Mandarin cream pie

    1 hour 20 min

    This is a recipe that was very popular in the 60s and 70s when evaporated milk was in everybody's cupboard. My husband loves it, and when I made it again for my children it has become one of my children's favourites. Looks nice enough to have at a birthday or dinner party.


    41 people made this

    Serves: 8 

    • 170g (6 oz) digestive biscuits, crushed
    • 85g (3 oz) butter, melted
    • 1 (298g) tin mandarins in juice, drained and juice reserved
    • 1 (410g) tin evaporated milk
    • 1 orange jelly

    Prep:20min  ›  Extra time:1hr chilling  ›  Ready in:1hr20min 

    1. Mix crushed digestive biscuits and melted butter together and press into the bottom of a large flan dish (mine is about 10 inches).
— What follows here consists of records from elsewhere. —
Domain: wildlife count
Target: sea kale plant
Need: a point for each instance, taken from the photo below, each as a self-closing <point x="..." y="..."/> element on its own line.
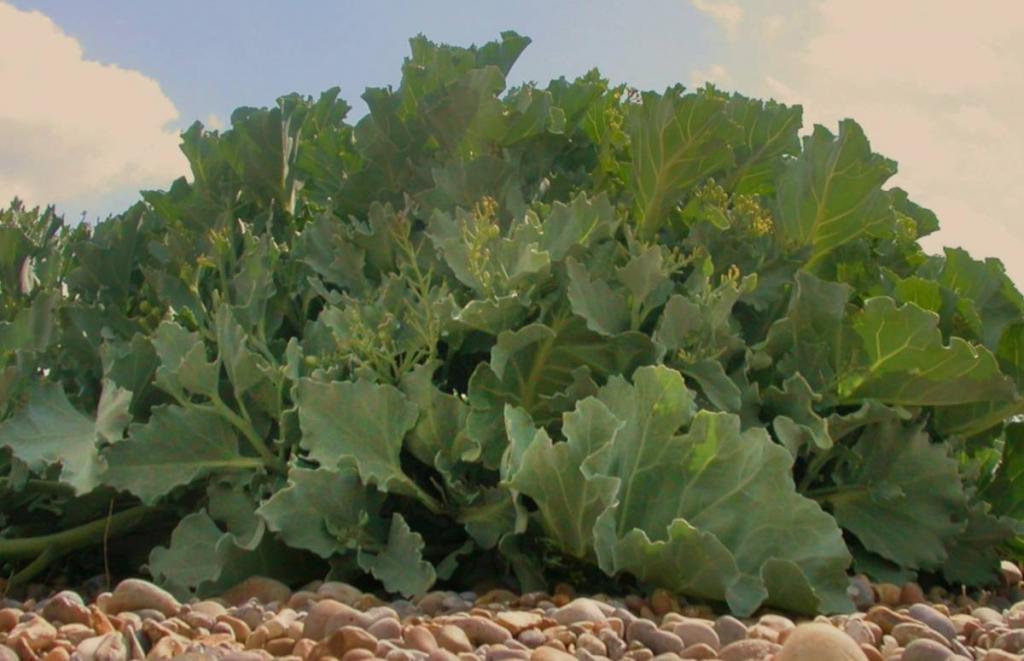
<point x="563" y="333"/>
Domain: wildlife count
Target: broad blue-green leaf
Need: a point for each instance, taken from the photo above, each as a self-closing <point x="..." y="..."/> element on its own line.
<point x="544" y="369"/>
<point x="899" y="480"/>
<point x="568" y="502"/>
<point x="604" y="309"/>
<point x="175" y="447"/>
<point x="796" y="424"/>
<point x="183" y="365"/>
<point x="582" y="222"/>
<point x="48" y="430"/>
<point x="438" y="438"/>
<point x="901" y="359"/>
<point x="715" y="471"/>
<point x="832" y="193"/>
<point x="715" y="384"/>
<point x="770" y="130"/>
<point x="677" y="140"/>
<point x="400" y="566"/>
<point x="360" y="422"/>
<point x="326" y="512"/>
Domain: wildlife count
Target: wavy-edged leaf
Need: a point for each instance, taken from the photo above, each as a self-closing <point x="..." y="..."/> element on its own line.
<point x="677" y="140"/>
<point x="400" y="566"/>
<point x="175" y="447"/>
<point x="714" y="470"/>
<point x="832" y="193"/>
<point x="326" y="512"/>
<point x="361" y="422"/>
<point x="48" y="430"/>
<point x="899" y="480"/>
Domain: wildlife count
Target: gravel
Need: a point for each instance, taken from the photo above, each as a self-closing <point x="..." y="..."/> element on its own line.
<point x="262" y="619"/>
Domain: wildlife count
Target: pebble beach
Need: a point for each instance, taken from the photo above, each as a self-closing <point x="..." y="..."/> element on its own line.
<point x="263" y="619"/>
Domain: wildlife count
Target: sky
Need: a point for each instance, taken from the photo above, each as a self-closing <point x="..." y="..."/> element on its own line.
<point x="96" y="92"/>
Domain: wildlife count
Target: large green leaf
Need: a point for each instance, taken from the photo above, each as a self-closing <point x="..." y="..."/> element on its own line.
<point x="357" y="422"/>
<point x="898" y="356"/>
<point x="898" y="480"/>
<point x="326" y="512"/>
<point x="677" y="140"/>
<point x="568" y="502"/>
<point x="714" y="470"/>
<point x="49" y="431"/>
<point x="175" y="447"/>
<point x="399" y="566"/>
<point x="832" y="193"/>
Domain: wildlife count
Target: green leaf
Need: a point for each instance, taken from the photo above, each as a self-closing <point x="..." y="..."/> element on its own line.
<point x="183" y="365"/>
<point x="902" y="359"/>
<point x="360" y="422"/>
<point x="49" y="431"/>
<point x="900" y="481"/>
<point x="568" y="501"/>
<point x="174" y="448"/>
<point x="400" y="566"/>
<point x="770" y="131"/>
<point x="722" y="471"/>
<point x="677" y="140"/>
<point x="796" y="424"/>
<point x="326" y="512"/>
<point x="832" y="193"/>
<point x="604" y="309"/>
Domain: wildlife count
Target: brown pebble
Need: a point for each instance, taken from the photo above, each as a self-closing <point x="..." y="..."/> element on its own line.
<point x="871" y="653"/>
<point x="888" y="593"/>
<point x="1011" y="642"/>
<point x="328" y="615"/>
<point x="420" y="637"/>
<point x="886" y="618"/>
<point x="454" y="640"/>
<point x="698" y="651"/>
<point x="8" y="619"/>
<point x="999" y="655"/>
<point x="303" y="647"/>
<point x="546" y="653"/>
<point x="817" y="642"/>
<point x="729" y="629"/>
<point x="516" y="621"/>
<point x="694" y="631"/>
<point x="344" y="640"/>
<point x="911" y="593"/>
<point x="925" y="650"/>
<point x="36" y="632"/>
<point x="134" y="593"/>
<point x="56" y="654"/>
<point x="280" y="647"/>
<point x="744" y="650"/>
<point x="441" y="654"/>
<point x="68" y="608"/>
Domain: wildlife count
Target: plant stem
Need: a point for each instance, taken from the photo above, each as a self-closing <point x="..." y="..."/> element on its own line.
<point x="40" y="486"/>
<point x="269" y="458"/>
<point x="73" y="538"/>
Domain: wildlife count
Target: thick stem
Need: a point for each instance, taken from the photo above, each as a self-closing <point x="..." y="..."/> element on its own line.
<point x="84" y="535"/>
<point x="269" y="458"/>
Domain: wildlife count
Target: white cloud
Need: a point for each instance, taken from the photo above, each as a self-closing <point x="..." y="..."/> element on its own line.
<point x="73" y="131"/>
<point x="727" y="14"/>
<point x="936" y="87"/>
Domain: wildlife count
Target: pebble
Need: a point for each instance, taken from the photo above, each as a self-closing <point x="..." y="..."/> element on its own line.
<point x="261" y="619"/>
<point x="579" y="610"/>
<point x="261" y="588"/>
<point x="924" y="650"/>
<point x="135" y="595"/>
<point x="816" y="642"/>
<point x="934" y="619"/>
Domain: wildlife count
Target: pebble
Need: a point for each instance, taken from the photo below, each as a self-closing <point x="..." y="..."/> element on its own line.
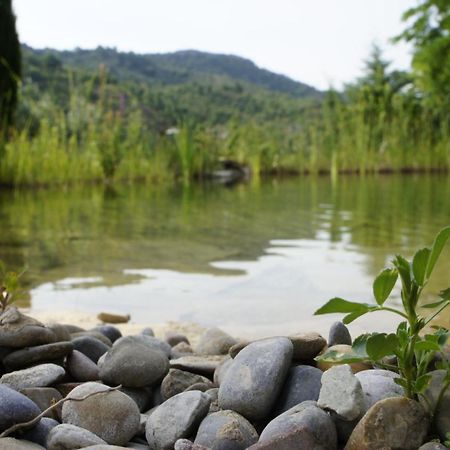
<point x="141" y="396"/>
<point x="18" y="330"/>
<point x="15" y="408"/>
<point x="342" y="349"/>
<point x="39" y="433"/>
<point x="176" y="381"/>
<point x="18" y="444"/>
<point x="150" y="341"/>
<point x="442" y="414"/>
<point x="307" y="345"/>
<point x="95" y="334"/>
<point x="181" y="349"/>
<point x="342" y="393"/>
<point x="255" y="378"/>
<point x="339" y="334"/>
<point x="133" y="363"/>
<point x="302" y="383"/>
<point x="44" y="398"/>
<point x="226" y="430"/>
<point x="176" y="418"/>
<point x="173" y="338"/>
<point x="68" y="436"/>
<point x="202" y="365"/>
<point x="111" y="332"/>
<point x="377" y="385"/>
<point x="303" y="416"/>
<point x="81" y="367"/>
<point x="221" y="371"/>
<point x="90" y="346"/>
<point x="42" y="375"/>
<point x="393" y="423"/>
<point x="214" y="341"/>
<point x="39" y="354"/>
<point x="113" y="416"/>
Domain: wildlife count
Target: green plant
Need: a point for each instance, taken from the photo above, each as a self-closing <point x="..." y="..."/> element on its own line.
<point x="413" y="351"/>
<point x="9" y="286"/>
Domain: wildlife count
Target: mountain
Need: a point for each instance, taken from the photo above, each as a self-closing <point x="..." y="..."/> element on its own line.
<point x="167" y="89"/>
<point x="178" y="68"/>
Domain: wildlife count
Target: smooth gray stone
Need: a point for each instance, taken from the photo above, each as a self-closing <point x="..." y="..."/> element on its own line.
<point x="90" y="346"/>
<point x="342" y="393"/>
<point x="44" y="398"/>
<point x="15" y="408"/>
<point x="303" y="416"/>
<point x="81" y="367"/>
<point x="95" y="334"/>
<point x="176" y="418"/>
<point x="221" y="370"/>
<point x="186" y="444"/>
<point x="68" y="436"/>
<point x="39" y="354"/>
<point x="40" y="432"/>
<point x="133" y="363"/>
<point x="378" y="385"/>
<point x="61" y="332"/>
<point x="18" y="330"/>
<point x="38" y="376"/>
<point x="173" y="338"/>
<point x="148" y="331"/>
<point x="141" y="396"/>
<point x="432" y="393"/>
<point x="177" y="381"/>
<point x="256" y="377"/>
<point x="203" y="365"/>
<point x="150" y="341"/>
<point x="302" y="383"/>
<point x="307" y="345"/>
<point x="180" y="350"/>
<point x="18" y="444"/>
<point x="111" y="332"/>
<point x="214" y="341"/>
<point x="226" y="430"/>
<point x="113" y="416"/>
<point x="339" y="334"/>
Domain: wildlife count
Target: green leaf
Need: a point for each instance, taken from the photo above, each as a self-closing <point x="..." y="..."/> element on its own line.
<point x="404" y="269"/>
<point x="381" y="345"/>
<point x="383" y="284"/>
<point x="420" y="262"/>
<point x="445" y="294"/>
<point x="422" y="383"/>
<point x="435" y="304"/>
<point x="339" y="305"/>
<point x="349" y="318"/>
<point x="436" y="249"/>
<point x="427" y="345"/>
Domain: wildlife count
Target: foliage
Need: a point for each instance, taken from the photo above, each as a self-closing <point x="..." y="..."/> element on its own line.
<point x="10" y="65"/>
<point x="414" y="353"/>
<point x="429" y="32"/>
<point x="9" y="286"/>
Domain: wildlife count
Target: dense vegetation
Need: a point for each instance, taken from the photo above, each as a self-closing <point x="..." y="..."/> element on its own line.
<point x="101" y="114"/>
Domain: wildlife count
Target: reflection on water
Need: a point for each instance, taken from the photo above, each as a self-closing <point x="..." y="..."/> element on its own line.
<point x="260" y="255"/>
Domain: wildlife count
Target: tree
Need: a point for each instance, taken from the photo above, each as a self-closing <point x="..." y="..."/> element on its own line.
<point x="10" y="65"/>
<point x="428" y="31"/>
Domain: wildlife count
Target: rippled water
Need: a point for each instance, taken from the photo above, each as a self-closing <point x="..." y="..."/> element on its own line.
<point x="255" y="259"/>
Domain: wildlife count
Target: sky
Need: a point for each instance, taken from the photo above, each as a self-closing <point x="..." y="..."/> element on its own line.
<point x="318" y="42"/>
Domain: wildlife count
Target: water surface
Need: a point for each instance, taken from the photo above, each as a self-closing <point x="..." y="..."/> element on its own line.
<point x="255" y="259"/>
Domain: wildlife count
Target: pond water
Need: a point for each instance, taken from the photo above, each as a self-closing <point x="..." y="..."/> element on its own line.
<point x="255" y="259"/>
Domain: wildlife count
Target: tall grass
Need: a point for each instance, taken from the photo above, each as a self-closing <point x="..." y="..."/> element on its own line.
<point x="368" y="128"/>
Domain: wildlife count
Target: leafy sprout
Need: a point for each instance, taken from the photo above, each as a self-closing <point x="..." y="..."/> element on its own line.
<point x="413" y="352"/>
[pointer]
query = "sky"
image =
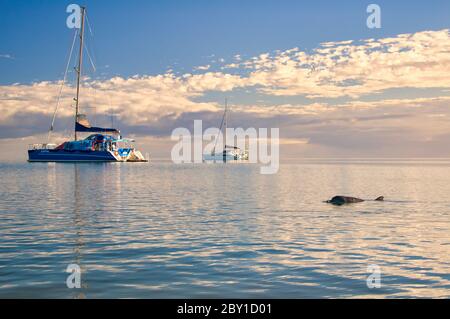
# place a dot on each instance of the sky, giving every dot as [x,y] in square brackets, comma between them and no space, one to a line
[333,86]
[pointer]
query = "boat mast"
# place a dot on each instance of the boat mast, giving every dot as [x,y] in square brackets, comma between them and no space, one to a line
[78,69]
[225,131]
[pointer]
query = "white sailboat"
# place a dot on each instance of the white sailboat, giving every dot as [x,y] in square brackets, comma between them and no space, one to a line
[228,153]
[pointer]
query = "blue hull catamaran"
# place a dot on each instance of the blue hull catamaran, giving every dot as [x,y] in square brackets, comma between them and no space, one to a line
[104,145]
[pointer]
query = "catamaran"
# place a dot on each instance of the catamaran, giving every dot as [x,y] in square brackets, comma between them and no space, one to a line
[104,145]
[229,153]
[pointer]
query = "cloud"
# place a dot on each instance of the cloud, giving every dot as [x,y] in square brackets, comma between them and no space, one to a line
[202,68]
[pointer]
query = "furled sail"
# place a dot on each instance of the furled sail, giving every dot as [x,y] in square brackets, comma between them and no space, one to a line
[83,125]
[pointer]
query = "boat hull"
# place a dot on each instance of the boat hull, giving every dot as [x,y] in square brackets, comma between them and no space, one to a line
[44,155]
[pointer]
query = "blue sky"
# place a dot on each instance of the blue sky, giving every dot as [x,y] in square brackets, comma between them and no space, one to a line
[314,69]
[148,37]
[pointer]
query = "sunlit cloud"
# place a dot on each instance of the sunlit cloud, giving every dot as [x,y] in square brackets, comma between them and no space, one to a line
[341,89]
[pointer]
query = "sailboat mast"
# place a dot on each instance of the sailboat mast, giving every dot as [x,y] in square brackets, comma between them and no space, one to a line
[80,63]
[225,123]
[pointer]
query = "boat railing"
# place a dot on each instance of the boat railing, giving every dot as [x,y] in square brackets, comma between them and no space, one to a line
[45,146]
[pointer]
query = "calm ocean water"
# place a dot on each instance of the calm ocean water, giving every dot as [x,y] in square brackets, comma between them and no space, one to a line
[167,231]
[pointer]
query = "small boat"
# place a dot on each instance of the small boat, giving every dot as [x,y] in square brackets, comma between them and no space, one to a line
[229,153]
[106,145]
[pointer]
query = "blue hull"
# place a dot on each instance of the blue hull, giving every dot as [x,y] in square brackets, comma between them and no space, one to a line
[44,155]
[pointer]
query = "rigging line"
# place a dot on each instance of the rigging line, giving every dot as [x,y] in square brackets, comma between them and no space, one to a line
[89,26]
[62,86]
[90,59]
[220,130]
[91,41]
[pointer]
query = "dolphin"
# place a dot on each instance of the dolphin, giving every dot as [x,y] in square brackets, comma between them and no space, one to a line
[342,200]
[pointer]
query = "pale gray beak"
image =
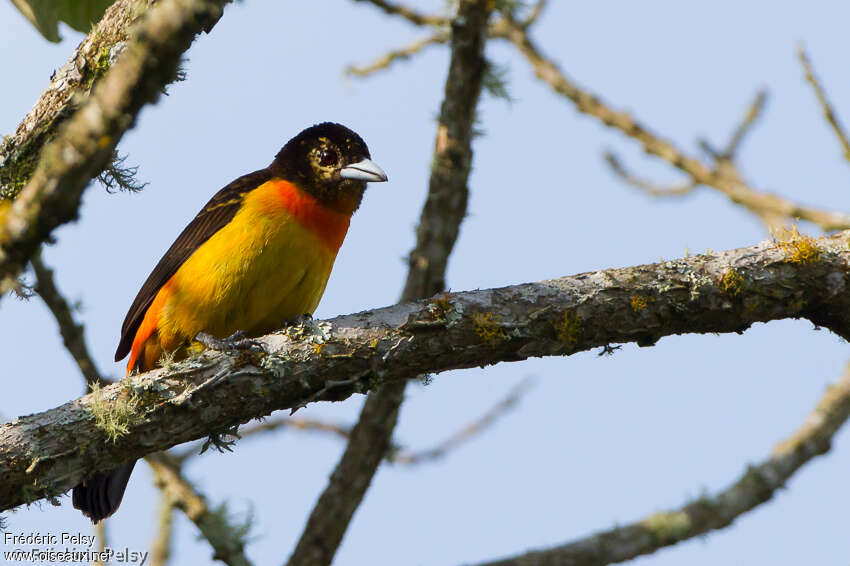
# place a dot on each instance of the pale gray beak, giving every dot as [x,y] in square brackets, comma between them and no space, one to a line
[365,170]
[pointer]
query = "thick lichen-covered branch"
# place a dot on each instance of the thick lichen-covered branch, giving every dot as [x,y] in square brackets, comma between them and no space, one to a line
[439,224]
[45,454]
[68,87]
[177,488]
[87,141]
[757,485]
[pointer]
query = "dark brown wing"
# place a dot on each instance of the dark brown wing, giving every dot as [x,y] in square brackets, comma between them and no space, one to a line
[214,216]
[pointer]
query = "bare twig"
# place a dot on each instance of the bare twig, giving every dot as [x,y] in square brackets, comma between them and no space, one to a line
[828,111]
[227,540]
[438,228]
[73,333]
[100,534]
[396,454]
[763,204]
[646,186]
[396,55]
[411,15]
[87,141]
[757,485]
[754,112]
[725,292]
[473,429]
[161,545]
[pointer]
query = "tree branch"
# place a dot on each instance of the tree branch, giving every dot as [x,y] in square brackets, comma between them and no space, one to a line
[87,141]
[47,453]
[91,60]
[764,204]
[708,513]
[413,16]
[228,542]
[73,333]
[437,232]
[828,112]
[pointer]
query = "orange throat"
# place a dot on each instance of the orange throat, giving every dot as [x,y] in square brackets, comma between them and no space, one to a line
[329,225]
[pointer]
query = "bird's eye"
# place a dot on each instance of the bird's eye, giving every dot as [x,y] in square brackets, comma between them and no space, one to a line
[328,157]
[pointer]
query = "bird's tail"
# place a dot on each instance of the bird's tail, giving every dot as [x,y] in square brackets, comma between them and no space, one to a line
[99,496]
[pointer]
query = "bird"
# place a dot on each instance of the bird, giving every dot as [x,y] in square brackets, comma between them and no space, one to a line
[257,256]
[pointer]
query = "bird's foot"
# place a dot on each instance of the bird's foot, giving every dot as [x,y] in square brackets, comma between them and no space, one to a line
[301,320]
[237,341]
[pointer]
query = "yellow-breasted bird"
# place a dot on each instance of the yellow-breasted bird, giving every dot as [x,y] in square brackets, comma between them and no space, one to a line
[257,255]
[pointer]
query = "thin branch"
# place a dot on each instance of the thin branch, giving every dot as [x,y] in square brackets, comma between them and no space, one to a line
[754,112]
[828,111]
[763,204]
[161,545]
[467,433]
[385,61]
[642,184]
[45,454]
[73,333]
[439,224]
[228,542]
[87,141]
[411,15]
[100,534]
[396,454]
[708,513]
[534,14]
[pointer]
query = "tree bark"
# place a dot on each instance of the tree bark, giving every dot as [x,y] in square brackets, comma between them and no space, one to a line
[45,454]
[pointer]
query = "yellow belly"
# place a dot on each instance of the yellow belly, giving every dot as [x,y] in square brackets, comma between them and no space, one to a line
[260,270]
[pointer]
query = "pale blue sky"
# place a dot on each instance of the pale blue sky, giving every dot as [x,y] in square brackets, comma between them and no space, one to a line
[599,441]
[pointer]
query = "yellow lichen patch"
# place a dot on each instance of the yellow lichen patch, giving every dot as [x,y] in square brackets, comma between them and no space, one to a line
[799,247]
[568,329]
[668,526]
[116,417]
[487,327]
[638,303]
[442,304]
[731,283]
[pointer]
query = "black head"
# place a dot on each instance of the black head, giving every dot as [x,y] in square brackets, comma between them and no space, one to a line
[330,162]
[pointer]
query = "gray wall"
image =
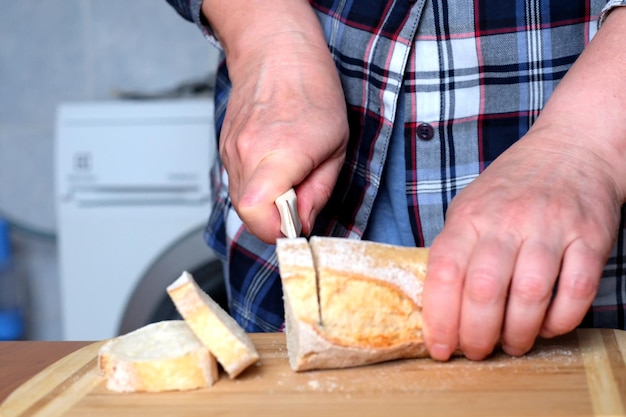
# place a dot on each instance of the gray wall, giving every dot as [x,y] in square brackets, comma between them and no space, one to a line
[72,50]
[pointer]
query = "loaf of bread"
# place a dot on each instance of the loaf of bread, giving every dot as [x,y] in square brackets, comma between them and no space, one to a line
[163,356]
[215,328]
[350,302]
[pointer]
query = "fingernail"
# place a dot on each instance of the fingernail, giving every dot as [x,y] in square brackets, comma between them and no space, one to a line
[440,351]
[312,218]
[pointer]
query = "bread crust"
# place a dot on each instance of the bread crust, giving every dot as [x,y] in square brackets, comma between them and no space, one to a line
[369,301]
[215,328]
[163,356]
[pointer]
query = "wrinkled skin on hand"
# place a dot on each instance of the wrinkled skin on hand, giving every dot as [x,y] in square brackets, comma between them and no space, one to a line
[285,126]
[543,210]
[547,209]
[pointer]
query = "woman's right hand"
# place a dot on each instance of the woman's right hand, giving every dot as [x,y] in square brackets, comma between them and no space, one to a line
[286,124]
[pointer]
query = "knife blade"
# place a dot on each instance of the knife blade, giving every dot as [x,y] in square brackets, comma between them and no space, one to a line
[290,224]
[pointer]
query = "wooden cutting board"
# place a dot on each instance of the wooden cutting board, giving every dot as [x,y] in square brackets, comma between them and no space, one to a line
[580,374]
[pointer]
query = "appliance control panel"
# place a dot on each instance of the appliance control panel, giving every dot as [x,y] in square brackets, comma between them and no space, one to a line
[127,152]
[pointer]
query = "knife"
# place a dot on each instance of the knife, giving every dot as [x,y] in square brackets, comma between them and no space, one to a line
[291,227]
[290,224]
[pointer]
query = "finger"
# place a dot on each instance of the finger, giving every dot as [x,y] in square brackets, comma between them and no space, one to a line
[576,289]
[441,301]
[313,193]
[484,296]
[534,276]
[256,206]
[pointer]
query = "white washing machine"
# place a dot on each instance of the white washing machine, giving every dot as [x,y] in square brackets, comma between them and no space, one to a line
[133,197]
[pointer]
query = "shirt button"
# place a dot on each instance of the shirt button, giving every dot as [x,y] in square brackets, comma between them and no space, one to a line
[425,131]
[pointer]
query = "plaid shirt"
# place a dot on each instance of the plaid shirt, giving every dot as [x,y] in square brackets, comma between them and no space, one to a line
[474,75]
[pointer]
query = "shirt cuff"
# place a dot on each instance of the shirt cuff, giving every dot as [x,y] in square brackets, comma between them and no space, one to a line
[203,24]
[610,6]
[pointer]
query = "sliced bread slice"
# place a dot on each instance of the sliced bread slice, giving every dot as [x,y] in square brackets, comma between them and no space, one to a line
[163,356]
[217,330]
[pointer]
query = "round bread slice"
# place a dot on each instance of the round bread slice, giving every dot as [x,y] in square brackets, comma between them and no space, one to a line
[163,356]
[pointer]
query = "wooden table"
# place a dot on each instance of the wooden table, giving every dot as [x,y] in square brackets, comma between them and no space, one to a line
[21,360]
[580,374]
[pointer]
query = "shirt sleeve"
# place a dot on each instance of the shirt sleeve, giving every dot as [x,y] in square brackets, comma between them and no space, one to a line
[610,6]
[192,11]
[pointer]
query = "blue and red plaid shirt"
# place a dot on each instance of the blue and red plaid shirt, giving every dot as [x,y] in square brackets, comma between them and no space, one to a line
[474,75]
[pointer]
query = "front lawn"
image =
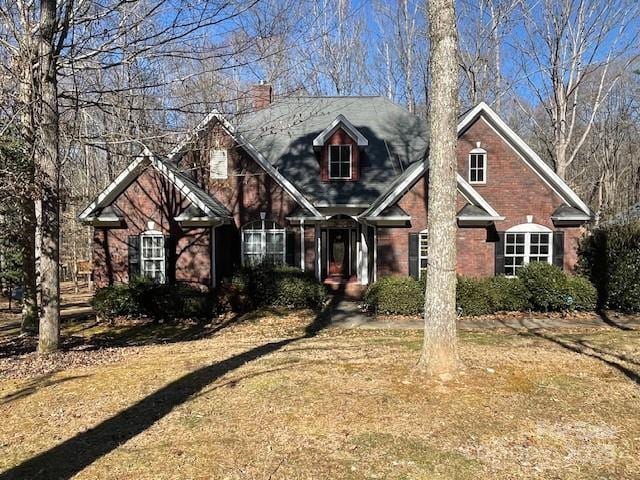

Put it into the fridge to cool fully.
    2. Heat the juice from the tin of mandarins and melt the jelly into it, then leave to cool while you whisk the milk.
    3. Drizzle the cooled jelly mixture into the milk mixture gradually (I use an electric hand whisk).
    4. Keep whisking till thickened, mix any broken bits of mandarins in and spoon as much mix on top of the biscuit base as you can (there will be some left over so you may need a helper to clean up the bowl!).
    5. Arrange mandarin segments onto top and refrigerate for at least an hour.